Our study further shows that the majority of nursing homes did not offer structural palliative care services during the COVID-19 pandemic in 2020 although they were one of the most frequent places of death. At the same time, only a minority (40.0%) of the surveyed nursing homes had structured ACP systems in place. This demonstrates that palliative care services were not generally available in nursing homes at the beginning of COVID-19 pandemic, even though the German public health insurance system financially supported their implementation [22]. Future studies must investigate whether the COVID-19 pandemic has changed these circumstances.
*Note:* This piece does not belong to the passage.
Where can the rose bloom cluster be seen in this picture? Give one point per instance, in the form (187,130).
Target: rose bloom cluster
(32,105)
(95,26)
Therefore, our data underscores a strong need for the expansion of palliative care structures in German nursing homes. A well-structured and trained palliative care service for nursing home residents is needed to reduce unwanted and unnecessary hospital admissions. This could be achieved by creating more awareness for the patients ACP at the nursing home and by critically evaluating whether a multi-morbid resident would benefit from an emergency hospitalisation. This prehospital evaluation also could be helpful to avoid overburdening of healthcare systems during a pandemic. Technologies such as telemedicine also could be helpful, specifically in cases of infectious diseases and entry restrictions in nursing homes [23,24,25]. Interestingly, the majority of referrals of COVID-19 patients to our OPC team came from general practitioners (75.0%). These physicians usually are in very close contact with their patients and often able to assess their wishes, including those of patients without a written advance healthcare directive. Nevertheless, our data shows that those patients treated by our OPC service had an advance healthcare directive in 75.0% of all cases. This demonstrates that the outpatient COVID-19 collective was more likely to make conscious decisions about end-of-life medical care in comparison to the control collective (61.0%). This finding was not statistically significant, but it hints at the decisive role of general practitioners in advising patients and their relatives towards OPC. Even in a pandemic, the main motive for a hospitalisation or the decision towards OPC treatment should be according to the patient-will. Additionally, OPC services are capable of not only treating patients in their familiar surroundings but also advising and training their caregivers or families. This gives them a key role not only in conducting palliative care, but also in having a consulting role concerning the decision for or against hospitalisation.

An important difference when comparing the COVID-19-confirmed and non-COVID-19 OPC collectives was the number of patients with a cancer comorbidity. The number was significantly lower in the COVID-19-confirmed collective than in the non-confirmed collective (39.3% vs. 66.6%). This circumstance also possibly indicates the growing importance and knowledge about OPC not only for cancer patients but throughout the German health care system.